Site-specific installation | 2025




 

In the wake of waiting, the sea remembers is a site-specific multimedia installation with sound, vinyl carpet, lighting, bean bags. This speculative soundscape emerges from the depths of the Black Atlantic, drawing on the Drexciya myth—a subaqueous world inhabited by the Black descendants of pregnant enslaved women who were cast overboard or leapt from slave ships during the Middle Passage. The work positions the ocean as a site of both Black death and Black possibility. The installation features a shimmering black carpet that transforms the space into an immersive, submerged environment, alongside a soundwork composed as a requiem voiced by Drexciyans. Together, these elements invite the coexistence of time and place, entangling histories and ongoing violences with myth, memory, and matter at the molecular level. The installation was presented as part of the solo exhibition, Waiting Tides.

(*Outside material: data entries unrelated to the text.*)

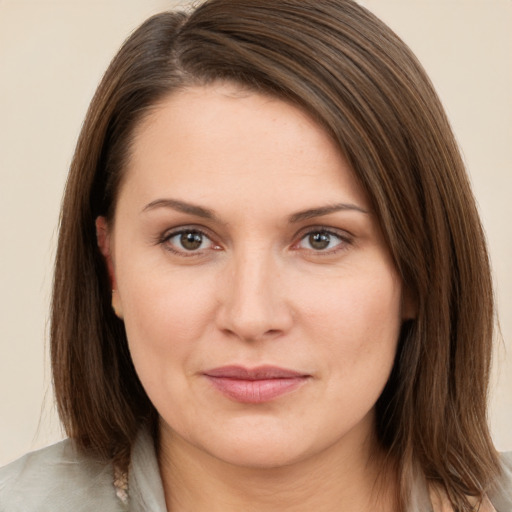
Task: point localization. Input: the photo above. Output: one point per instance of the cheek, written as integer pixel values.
(356, 323)
(164, 318)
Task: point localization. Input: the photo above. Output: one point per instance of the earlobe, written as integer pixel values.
(409, 306)
(103, 240)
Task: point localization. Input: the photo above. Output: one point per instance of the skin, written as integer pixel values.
(257, 291)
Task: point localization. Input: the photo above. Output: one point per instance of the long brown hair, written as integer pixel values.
(361, 82)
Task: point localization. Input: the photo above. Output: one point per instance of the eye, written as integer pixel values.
(188, 241)
(321, 240)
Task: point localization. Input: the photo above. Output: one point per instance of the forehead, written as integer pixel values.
(207, 139)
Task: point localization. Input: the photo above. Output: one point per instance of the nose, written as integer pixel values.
(254, 304)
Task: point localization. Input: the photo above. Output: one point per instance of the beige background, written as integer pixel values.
(52, 55)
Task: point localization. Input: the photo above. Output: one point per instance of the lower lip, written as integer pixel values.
(256, 391)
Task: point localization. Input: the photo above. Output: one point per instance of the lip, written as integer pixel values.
(255, 385)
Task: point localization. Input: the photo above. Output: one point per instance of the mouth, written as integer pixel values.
(255, 385)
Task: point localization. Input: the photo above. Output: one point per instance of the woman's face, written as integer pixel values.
(261, 304)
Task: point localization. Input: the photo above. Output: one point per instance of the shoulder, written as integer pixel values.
(56, 479)
(501, 495)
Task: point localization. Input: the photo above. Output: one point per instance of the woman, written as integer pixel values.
(272, 289)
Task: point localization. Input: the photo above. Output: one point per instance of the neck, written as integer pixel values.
(348, 477)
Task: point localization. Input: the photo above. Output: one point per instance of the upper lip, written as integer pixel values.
(258, 373)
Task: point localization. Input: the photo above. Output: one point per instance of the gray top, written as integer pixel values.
(58, 479)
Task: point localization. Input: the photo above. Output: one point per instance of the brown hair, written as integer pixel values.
(362, 83)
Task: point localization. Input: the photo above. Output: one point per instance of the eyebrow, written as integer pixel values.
(181, 206)
(324, 210)
(206, 213)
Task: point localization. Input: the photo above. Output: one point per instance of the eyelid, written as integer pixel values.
(168, 234)
(345, 237)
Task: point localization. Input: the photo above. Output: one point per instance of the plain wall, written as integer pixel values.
(52, 55)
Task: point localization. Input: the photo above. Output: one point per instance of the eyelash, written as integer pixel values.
(344, 240)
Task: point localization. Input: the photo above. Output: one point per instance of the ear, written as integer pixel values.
(409, 305)
(103, 240)
(104, 243)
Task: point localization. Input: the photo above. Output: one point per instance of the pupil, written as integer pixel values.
(319, 240)
(191, 241)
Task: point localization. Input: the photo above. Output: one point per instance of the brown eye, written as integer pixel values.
(191, 240)
(323, 241)
(187, 241)
(319, 241)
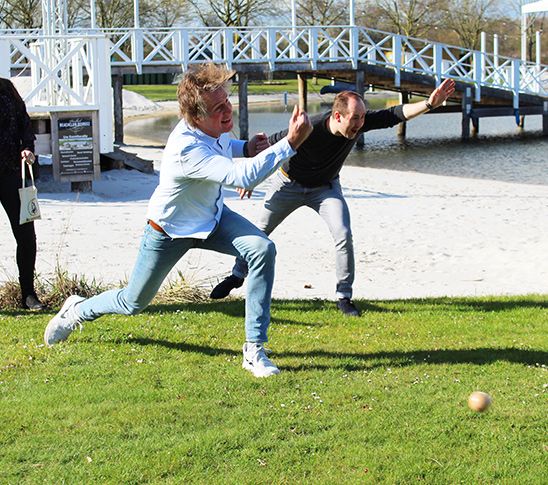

Work featured in the installation:

1.A Requiem from the Deep (2025)
2 channel sound work, 9.20 min.



Exhibition text
Waiting Tides is a solo exhibition by Jonelle Twum. The exhibition unfolds as site-specific installations across three floors, tracing gestures of water, language, and memory. At its core is the sea — the Atlantic — not as backdrop, but as restless witness, elemental carrier,and unmarked grave. It is a living archive, holding the afterlives of slavery, migration, and the generational condition of waiting in its shifting tides and sedimented histories.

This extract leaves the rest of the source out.